Barbara Cohen, November 5, 2017
Animal Cancer Foundation is pleased to announce that its annual ACF Comparative Oncology Grant Award for 2017 has been presented to Joshua Schiffman, MD, Professor of Pediatrics at the University of Utah, an Adjunct Professor in the Department of Oncological Sciences, and a member of the Division of Hematology/Oncology at Primary Children's Medical Center. Dr. Schiffman serves as the Medical Director of the High Risk Pediatric Cancer Clinic at Huntsman Cancer Institute where he works to discover genes that may be targeted for both prevention and treatment of childhood cancer. Dr. Schiffman's proposal was selected for funding through a competitive peer-review process focused on research with near-term benefit for pet patients with cancer that also emphasizes translation to human cancer patients.
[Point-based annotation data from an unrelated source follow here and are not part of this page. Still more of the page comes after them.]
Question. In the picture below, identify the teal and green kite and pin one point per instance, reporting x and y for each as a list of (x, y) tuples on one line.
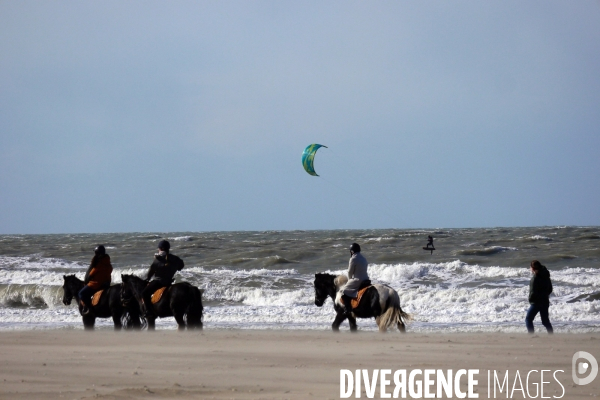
[(308, 158)]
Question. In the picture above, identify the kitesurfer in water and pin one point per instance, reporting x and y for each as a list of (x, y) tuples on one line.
[(357, 276), (429, 242), (97, 277), (162, 270), (540, 287)]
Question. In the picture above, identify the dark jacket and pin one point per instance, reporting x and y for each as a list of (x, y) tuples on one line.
[(540, 287), (99, 273), (164, 268)]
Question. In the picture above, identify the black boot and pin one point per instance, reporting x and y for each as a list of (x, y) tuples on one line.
[(347, 304)]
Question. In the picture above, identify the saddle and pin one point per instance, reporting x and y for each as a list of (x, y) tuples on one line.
[(157, 295), (364, 285), (96, 297)]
For the study funded by Animal Cancer Foundation, Dr. Schiffman and his co-investigators Dr. Matthew Breen, Professor of Genomics and the Ocar J. Fletcher Distinguished Professor of Comparative Oncology Genetics in the Department of Molecular Biomedical Sciences at the North Carolina University College of Veterinary Medicine and Professor Avi Schroeder of Technion Laboratory for Targeted Drug Delivery and Personalized Medicine Technology, are building on their recently described study of the discovery of extra copies of the critical tumor suppressor gene TP53 in elephants (elephant p53, EP53) and the potential of EP53 to protect elephants from developing cancer. The funds from the grant will allow the team to test EP53 protein loaded nanoparticles for thei ability to kill primary canine osteosarcoma and histiocytic sarcoma, improving outcomes for those pets. Simultaneously, the team is focused on laying the groundwork for translation of the treatment to children and teenagers, the human population most effected by osteosarcoma.
According to Schiffman, "Our group is very excited to receive this award. Using this funding from Animal Cancer Foundation, we will test elephant p53 (EP53) in growing cancer cells that come from pet dogs that naturally develop their cancers. Many cancers occur in both dogs and humans, and we will focus specifically on dog sarcomas that also occur in pediatric patients. We hope that our results will advance our treatment of cancers in both family pets and human children."
"We are excited to be participating in this pioneering cancer research," said Annie Selkovits Taylor, Board of Directors President. "It has the potential to improve treatments for, and hopefully move to cure cancer in, our two and four-legged family members."